なぜそんなことが、と思うところですが、ヒゼキヤはこの治世の第14年までの間、先代アハズ王の時代に国を堕落させた偶像を取り壊し、神殿礼拝を回復させ、さらには、北イスラエルの残された人々にも過越の祭りに参加するように招き、宗教改革を敢行した人だったのですが、ヒゼキヤ王の時代にまさに、大きな試練がやって来たのです。そしてここでどうするかがある意味問われていた、形的には宗教改革を行っているように見える、今こそ神様に頼るか、それとも神様に信頼せず、降伏するか。
ヒゼキヤはこれまで、どこにいっても戦いで勝利を収めました。

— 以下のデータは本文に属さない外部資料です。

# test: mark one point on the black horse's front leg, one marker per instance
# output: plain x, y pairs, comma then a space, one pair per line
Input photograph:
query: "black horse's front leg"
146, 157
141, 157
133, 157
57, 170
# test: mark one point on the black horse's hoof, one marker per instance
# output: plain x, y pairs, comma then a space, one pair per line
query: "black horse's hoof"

それゆえにアッシリヤにも服従しませんでした。これがアッシリヤの怒りを買い、先ほどの列王記の記録にあるように、結局アッシリヤの巧妙で、そして強靭な攻撃を目の前にして、ヒゼキヤ王はうろたえ、アッシリヤに何とか退いてもらえないか、と金銀を支払い、王宮の宝物庫にあるものさえ渡すのです。
この背景を見ると、アッシリヤのラブ・シャケの「ヒゼキヤに伝えよ。大王、アッシリヤの王がこう言っておられる。いったい、おまえは何に拠り頼んでいるのか。口先だけのことばが、戦略であり戦力だと思い込んでいるのか。今、おまえはだれに拠り頼んで私に反逆するのか」という言葉も、あながちただ罵っているわけではないことがわかりますね。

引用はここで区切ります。